What is an Argument Constraint?
A rule in a YAML policy that restricts the value of a tool call argument. Argument constraints can enforce regex patterns, allowed enumerations, numeric ranges, string length limits, and required or forbidden checks — validating inputs before they reach the MCP server.
WHY IT MATTERS
Allowing or denying a tool call at the tool level is coarse-grained. The real danger often lies in the arguments — not the tool itself. A write_file tool is safe when writing to /tmp/ but dangerous when writing to /etc/. A transfer tool is fine for small amounts but catastrophic for large ones. Argument constraints let policies express these nuances.
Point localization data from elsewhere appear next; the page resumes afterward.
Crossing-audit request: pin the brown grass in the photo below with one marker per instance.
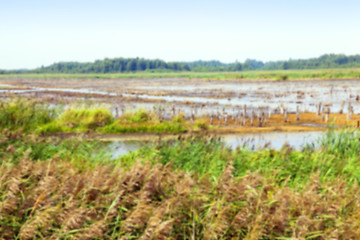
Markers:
(53, 199)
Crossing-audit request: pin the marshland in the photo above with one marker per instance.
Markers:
(178, 157)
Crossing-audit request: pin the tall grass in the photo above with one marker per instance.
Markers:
(142, 121)
(24, 114)
(156, 199)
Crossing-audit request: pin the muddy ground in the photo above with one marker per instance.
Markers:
(317, 103)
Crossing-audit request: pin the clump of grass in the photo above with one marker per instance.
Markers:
(24, 114)
(79, 120)
(139, 116)
(201, 124)
(56, 199)
(142, 121)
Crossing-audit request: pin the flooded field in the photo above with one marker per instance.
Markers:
(276, 140)
(205, 96)
(251, 112)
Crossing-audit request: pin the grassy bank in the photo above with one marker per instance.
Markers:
(192, 188)
(30, 116)
(278, 75)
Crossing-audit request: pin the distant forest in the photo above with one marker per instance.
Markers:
(118, 65)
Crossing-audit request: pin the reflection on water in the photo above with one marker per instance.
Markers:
(274, 140)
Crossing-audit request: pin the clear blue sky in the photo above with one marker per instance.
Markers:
(39, 32)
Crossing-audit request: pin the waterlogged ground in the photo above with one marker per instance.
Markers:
(206, 96)
(121, 145)
(200, 98)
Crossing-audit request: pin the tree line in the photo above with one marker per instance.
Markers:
(118, 65)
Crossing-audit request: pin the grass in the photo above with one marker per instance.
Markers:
(100, 120)
(78, 120)
(347, 73)
(190, 188)
(193, 188)
(142, 121)
(24, 114)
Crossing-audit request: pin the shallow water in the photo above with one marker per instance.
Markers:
(254, 141)
(229, 96)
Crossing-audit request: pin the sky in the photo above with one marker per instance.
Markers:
(38, 32)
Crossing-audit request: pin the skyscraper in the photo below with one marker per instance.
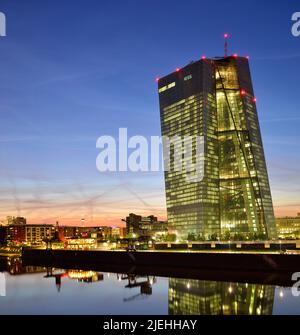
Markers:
(214, 98)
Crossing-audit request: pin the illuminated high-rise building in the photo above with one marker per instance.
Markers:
(214, 98)
(200, 297)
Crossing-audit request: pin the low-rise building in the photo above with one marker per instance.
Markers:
(145, 225)
(36, 234)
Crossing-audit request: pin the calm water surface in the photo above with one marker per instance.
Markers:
(37, 290)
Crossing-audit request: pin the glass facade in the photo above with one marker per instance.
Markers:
(234, 198)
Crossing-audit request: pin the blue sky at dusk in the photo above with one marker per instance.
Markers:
(72, 71)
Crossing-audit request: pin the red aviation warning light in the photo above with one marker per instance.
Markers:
(226, 44)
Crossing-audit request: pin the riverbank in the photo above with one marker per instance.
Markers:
(10, 251)
(184, 260)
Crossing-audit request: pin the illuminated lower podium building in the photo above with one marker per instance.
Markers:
(196, 297)
(214, 98)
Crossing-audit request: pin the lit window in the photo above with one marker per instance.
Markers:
(164, 88)
(187, 77)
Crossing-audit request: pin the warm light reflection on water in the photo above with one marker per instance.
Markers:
(41, 290)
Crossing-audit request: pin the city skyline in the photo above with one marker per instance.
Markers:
(55, 103)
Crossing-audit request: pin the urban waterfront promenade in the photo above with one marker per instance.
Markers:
(230, 261)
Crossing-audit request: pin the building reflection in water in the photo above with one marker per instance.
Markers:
(145, 284)
(185, 296)
(214, 298)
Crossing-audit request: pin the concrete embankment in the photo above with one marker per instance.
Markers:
(183, 260)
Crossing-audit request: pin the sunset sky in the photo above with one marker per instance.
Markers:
(71, 71)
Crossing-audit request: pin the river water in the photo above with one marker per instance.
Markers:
(40, 290)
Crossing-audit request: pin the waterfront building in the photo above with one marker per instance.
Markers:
(38, 233)
(288, 227)
(214, 99)
(19, 220)
(145, 225)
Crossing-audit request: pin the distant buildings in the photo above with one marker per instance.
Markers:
(100, 233)
(288, 227)
(17, 231)
(145, 225)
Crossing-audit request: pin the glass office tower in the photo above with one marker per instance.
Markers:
(214, 98)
Without argument validation, a policy that allows execute_query has no control over whether the query is SELECT * FROM users or DROP TABLE users. Argument constraints close this gap — checking parameter values against rules before the call reaches the server.
Argument constraints are the foundation of fine-grained policy enforcement. They transform binary allow/deny policies into rich, context-aware rules that can distinguish safe usage from dangerous usage of the same tool. This is where proxy-level governance becomes genuinely useful rather than merely restrictive.
HOW POLICYLAYER USES THIS
Intercept evaluates argument constraints defined in YAML policy files before forwarding tool calls. Each constraint specifies a parameter name and a validation rule — regex pattern, enum list, numeric range, string length, or required/forbidden status. Multiple constraints can be combined per tool, and all must pass for the call to be approved. Failed constraints are logged with the specific rule that was violated.